Tomb Raider and The Danish Girl star Alicia Vikander has lent her voice to big-canvas documentary Anthropocene: The Human Epoch, which will get its world premiere this week at the Toronto Film Festival.
The science-themed doc, from filmmakers Jennifer Baichwal and Nicholas de Pencier and photographer Edward Burtynsky, contends that human impact on the planet means we have entered a new geological era.
The Toronto-based trio travelled to six of seven continents and 20 countries (the project was entirely carbon offset), documenting evidence of human domination, from concrete seawalls that cover 60% of China’s mainland coast to potash mines in Russia’s Ural Mountains, and marble quarries in Italy to surreal phosphate tailings ponds in Florida.

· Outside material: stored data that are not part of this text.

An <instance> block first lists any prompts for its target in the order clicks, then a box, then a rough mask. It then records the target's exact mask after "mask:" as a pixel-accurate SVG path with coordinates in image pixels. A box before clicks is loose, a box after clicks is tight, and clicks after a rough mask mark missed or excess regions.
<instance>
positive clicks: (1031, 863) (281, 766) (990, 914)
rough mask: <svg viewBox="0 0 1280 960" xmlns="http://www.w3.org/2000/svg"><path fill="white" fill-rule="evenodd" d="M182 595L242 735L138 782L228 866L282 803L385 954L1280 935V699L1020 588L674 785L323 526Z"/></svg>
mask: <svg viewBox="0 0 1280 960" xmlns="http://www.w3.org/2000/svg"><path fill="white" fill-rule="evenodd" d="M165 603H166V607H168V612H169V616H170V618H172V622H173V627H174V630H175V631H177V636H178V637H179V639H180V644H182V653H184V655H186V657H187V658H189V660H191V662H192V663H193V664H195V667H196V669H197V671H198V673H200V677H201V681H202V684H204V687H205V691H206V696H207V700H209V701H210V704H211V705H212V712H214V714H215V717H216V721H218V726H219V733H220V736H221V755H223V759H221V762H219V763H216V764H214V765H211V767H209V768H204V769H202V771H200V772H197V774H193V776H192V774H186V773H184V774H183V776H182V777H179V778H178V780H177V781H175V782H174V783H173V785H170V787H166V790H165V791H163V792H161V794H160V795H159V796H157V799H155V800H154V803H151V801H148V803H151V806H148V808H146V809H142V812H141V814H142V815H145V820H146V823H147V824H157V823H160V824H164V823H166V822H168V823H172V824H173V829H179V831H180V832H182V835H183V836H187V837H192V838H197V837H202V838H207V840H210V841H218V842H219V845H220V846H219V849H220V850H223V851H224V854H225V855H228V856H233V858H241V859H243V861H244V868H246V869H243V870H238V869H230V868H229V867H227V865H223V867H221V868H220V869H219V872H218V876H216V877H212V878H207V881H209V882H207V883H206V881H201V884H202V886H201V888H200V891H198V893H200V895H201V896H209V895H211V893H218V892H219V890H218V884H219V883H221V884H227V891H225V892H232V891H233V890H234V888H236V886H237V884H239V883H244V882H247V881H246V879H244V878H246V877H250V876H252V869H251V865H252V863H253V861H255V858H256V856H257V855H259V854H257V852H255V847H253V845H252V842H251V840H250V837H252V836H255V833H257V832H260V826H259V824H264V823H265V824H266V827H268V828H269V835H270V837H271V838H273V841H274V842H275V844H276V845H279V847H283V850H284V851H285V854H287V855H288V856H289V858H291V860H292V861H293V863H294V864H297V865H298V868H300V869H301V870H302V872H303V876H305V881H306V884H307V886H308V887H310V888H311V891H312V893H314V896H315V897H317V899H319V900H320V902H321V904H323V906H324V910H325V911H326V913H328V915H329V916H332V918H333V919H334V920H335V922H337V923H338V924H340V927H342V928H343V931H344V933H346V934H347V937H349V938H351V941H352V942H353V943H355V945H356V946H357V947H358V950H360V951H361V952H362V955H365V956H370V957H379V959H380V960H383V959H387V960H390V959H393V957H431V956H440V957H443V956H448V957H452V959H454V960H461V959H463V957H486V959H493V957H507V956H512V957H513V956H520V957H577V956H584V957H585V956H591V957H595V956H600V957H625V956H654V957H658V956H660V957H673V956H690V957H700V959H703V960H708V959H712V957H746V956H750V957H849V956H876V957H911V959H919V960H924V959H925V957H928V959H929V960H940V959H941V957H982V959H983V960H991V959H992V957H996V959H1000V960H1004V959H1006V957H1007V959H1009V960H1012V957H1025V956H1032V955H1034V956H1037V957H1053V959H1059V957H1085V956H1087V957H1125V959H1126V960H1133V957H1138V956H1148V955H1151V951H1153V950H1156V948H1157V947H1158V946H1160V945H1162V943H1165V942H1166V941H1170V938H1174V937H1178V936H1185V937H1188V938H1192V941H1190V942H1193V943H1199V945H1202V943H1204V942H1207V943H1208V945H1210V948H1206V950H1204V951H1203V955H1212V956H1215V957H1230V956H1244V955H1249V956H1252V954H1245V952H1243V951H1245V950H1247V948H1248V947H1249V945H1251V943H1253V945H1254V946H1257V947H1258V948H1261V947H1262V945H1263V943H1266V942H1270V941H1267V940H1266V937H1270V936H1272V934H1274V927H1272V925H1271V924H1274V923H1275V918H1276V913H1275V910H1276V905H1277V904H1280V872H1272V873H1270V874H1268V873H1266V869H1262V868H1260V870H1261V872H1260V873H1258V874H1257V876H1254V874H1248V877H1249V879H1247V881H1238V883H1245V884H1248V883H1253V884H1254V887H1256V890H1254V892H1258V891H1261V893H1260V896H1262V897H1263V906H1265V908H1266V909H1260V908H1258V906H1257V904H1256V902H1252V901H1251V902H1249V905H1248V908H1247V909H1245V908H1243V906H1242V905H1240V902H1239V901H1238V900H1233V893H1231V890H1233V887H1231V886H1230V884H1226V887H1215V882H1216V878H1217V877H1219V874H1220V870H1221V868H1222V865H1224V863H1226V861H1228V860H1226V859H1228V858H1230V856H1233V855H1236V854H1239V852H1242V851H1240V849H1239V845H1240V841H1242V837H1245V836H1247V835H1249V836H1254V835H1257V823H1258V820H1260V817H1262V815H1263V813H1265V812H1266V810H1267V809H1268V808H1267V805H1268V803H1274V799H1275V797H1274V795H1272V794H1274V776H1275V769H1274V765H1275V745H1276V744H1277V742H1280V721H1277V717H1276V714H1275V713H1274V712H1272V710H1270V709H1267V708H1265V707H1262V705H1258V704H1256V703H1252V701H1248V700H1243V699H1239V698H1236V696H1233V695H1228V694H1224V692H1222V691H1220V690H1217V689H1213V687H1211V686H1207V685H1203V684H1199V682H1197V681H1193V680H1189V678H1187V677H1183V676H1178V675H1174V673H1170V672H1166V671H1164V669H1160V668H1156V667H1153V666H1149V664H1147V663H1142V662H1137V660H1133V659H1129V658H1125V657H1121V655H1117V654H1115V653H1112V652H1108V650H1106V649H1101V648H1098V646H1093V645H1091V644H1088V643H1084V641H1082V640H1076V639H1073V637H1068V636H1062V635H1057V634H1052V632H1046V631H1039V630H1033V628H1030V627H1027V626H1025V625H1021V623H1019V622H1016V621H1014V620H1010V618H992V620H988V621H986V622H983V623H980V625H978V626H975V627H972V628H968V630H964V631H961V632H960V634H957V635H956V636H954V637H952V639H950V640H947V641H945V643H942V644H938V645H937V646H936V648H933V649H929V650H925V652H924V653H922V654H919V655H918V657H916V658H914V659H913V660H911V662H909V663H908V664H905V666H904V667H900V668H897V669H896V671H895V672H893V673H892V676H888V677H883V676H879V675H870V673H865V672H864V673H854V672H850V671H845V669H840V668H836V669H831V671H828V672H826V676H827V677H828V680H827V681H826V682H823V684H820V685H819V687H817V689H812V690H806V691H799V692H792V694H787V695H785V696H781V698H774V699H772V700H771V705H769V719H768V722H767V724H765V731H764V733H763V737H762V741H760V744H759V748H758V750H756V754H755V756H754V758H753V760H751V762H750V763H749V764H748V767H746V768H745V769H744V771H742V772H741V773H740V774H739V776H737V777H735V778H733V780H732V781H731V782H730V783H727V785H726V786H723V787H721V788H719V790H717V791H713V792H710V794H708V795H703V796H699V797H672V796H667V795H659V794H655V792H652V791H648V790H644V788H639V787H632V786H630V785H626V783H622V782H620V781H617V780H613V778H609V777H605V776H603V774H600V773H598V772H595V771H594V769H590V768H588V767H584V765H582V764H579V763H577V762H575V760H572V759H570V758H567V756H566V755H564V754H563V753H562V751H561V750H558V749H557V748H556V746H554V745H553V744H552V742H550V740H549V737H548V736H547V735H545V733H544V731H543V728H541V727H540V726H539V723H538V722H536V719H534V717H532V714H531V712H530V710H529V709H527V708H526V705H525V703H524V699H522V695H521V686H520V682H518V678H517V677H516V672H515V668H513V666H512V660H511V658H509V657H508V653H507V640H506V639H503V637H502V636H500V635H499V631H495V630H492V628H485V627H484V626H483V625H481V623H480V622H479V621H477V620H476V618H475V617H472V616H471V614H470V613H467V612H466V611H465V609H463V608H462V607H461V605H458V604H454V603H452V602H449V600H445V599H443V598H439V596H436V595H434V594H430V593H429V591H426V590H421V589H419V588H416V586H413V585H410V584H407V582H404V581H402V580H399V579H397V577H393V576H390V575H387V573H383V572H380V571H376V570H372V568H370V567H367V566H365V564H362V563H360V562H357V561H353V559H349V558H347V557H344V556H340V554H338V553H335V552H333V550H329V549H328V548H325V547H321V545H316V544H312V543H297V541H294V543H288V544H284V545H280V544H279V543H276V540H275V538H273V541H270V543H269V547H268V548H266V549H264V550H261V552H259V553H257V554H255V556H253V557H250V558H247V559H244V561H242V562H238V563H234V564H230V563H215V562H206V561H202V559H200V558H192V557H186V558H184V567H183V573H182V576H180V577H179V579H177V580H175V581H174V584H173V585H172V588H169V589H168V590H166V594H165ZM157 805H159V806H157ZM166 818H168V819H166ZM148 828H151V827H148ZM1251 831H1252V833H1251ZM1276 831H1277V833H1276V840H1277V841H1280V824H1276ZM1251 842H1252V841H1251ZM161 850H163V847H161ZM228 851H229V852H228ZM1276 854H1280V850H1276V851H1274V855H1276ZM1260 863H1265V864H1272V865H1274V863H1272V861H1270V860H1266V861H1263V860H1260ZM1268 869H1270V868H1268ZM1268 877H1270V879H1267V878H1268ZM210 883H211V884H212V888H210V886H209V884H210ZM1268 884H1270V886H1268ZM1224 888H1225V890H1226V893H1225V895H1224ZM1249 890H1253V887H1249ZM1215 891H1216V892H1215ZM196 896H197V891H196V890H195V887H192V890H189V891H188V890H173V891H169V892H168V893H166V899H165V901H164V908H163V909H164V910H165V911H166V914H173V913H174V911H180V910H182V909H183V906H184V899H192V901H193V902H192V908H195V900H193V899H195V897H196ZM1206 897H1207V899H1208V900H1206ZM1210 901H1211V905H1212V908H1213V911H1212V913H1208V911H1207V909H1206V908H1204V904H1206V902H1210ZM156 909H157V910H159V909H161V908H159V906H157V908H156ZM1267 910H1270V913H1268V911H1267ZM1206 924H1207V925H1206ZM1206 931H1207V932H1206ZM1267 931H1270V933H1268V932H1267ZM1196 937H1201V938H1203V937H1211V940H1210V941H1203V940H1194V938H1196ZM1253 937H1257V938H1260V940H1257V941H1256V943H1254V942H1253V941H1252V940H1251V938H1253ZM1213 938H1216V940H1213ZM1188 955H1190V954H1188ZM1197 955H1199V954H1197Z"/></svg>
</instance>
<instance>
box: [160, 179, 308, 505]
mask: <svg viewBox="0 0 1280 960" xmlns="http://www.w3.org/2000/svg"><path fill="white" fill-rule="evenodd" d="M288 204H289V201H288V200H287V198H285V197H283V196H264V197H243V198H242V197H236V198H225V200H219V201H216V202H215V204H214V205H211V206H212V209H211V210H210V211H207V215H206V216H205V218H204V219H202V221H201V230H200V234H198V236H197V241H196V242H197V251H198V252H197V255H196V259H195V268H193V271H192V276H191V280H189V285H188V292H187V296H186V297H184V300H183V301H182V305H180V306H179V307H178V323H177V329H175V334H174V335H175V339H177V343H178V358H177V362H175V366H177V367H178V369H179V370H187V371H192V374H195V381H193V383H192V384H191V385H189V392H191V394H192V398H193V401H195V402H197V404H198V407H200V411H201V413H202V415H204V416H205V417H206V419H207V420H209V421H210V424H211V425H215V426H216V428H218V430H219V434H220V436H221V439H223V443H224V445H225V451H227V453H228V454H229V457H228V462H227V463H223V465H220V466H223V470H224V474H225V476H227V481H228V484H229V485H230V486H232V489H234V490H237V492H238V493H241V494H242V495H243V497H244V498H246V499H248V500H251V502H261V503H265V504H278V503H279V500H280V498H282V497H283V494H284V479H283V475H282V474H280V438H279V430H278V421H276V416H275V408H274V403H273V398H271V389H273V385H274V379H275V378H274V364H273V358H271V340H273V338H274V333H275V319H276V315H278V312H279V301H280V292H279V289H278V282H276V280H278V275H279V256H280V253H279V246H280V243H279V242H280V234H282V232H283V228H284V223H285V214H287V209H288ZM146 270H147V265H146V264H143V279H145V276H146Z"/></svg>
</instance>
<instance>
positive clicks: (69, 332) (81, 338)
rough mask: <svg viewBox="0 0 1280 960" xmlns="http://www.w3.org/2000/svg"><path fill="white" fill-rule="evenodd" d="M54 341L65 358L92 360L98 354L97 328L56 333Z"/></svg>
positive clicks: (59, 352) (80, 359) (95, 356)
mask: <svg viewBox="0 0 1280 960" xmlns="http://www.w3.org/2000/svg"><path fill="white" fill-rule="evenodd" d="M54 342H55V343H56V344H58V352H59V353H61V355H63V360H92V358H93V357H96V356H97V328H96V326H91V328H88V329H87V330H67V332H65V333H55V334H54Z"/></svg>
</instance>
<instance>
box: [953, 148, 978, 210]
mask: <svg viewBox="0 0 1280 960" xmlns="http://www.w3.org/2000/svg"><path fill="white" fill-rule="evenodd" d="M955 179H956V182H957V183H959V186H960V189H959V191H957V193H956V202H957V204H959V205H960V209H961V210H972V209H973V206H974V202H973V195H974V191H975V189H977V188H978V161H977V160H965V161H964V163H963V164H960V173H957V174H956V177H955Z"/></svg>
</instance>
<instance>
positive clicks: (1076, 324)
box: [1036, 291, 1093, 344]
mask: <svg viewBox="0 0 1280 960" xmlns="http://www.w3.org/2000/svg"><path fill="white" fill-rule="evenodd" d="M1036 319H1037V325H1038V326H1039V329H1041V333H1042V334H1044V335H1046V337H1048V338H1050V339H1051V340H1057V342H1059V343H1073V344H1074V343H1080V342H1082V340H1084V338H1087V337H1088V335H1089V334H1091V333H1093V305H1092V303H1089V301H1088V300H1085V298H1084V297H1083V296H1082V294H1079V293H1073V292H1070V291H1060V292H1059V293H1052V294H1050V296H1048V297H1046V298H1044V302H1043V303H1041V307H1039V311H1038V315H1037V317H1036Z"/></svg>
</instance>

The film is in English, Russian, Italian, German, Mandarin and Cantonese with English subtitles. Pic is being released in Canada by Mongrel Media. Seville International is handling international sales.
“Alicia’s exceptional voice, and her considerable talent in knowing how to use it, has elevated our film enormously and brings a beauty and hope to the narration that is crucial. We are deeply honored by her participation,” Baichwal said.
The film is part of The Anthropocene Project, which also includes exhibitions, VR and books. It is the third in a trilogy of films that also include Manufactured Landscapesand Watermark.
Vikander recently wrapped shooting on the Wash Westmoreland thriller Earthquake Bird.